DICKSON CITY, Pa. — Americans say they are fed up with banks. They are protesting on Wall Street and raising a ruckus over outsize fees. Now there is a surprising beneficiary: Wal-Mart.
Geoffrey Cardone, a 26-year-old factory worker, said he dumped his bank account because he felt that he was being nickeled and dimed by fees. His new payday ritual includes a trip to the Wal-Mart here in northeastern Pennsylvania.
“It’s cheaper,” said Mr. Cardone, who was charged a flat fee of $3 to cash his paycheck. Many check-cashing stores keep a percentage of the check, which tends to be higher.
The Wal-Mart here has a clerk in a brightly painted Money Center near the entrance, like more than 1,000 other Wal-Marts across the country. Customers can cash work and government checks, pay bills, wire money overseas or load money on to a prepaid debit card. At most Wal-Marts without dedicated Money Centers, the financial services are available at the customer service desks or kiosks.
Four years ago, Wal-Mart abandoned its plans to obtain a long-sought federal bank charter amid opposition from the banking industry and lawmakers, who feared the huge retailer would drive small bankers out of business and potentially conflate its banking and retail operations. Ever since, Wal-Mart has been quietly building up à la carte financial services, becoming a force among the unbanked and “unhappily banked,” as one Wal-Mart executive put it.
Even before the recent outcry against banks, the services had become popular with cash-poor customers, many of whom never had a bank account and found the services more affordable than traditional check-cashing operations. Now newcomers to the ranks of the banking disaffected are helping to swell the numbers, Wal-Mart officials said.

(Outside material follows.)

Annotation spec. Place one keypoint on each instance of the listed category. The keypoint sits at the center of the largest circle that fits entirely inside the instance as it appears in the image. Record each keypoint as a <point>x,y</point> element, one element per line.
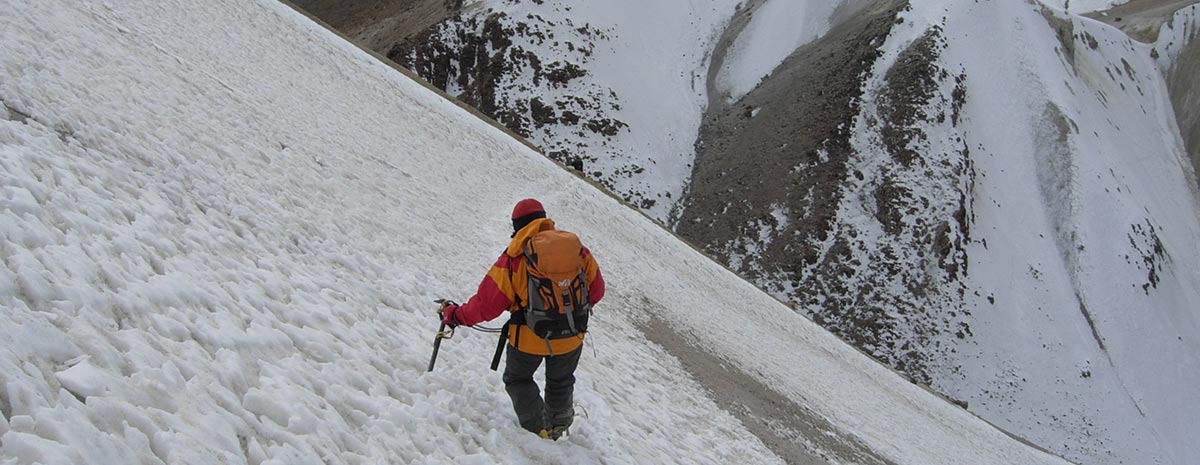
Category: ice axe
<point>442,331</point>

The run from banks is happening elsewhere, too. In the last four weeks, as anger over debit card fees festered, more than 650,000 customers signed up for credit unions, according to the Credit Union National Association. The association was still tallying how many additional consumers had signed up on Bank Transfer Day, an initiative on Saturday to abandon traditional banks organized by people associated with Occupy Wall Street.
“We have a tremendous opportunity ahead of us, and it’s largely due to what you’re seeing around us happen in the industry,” said Daniel Eckert, the head of Wal-Mart Financial Services. “We’re not a bank, but we can serve a lot of types of functions you would see someone go into a bank for.”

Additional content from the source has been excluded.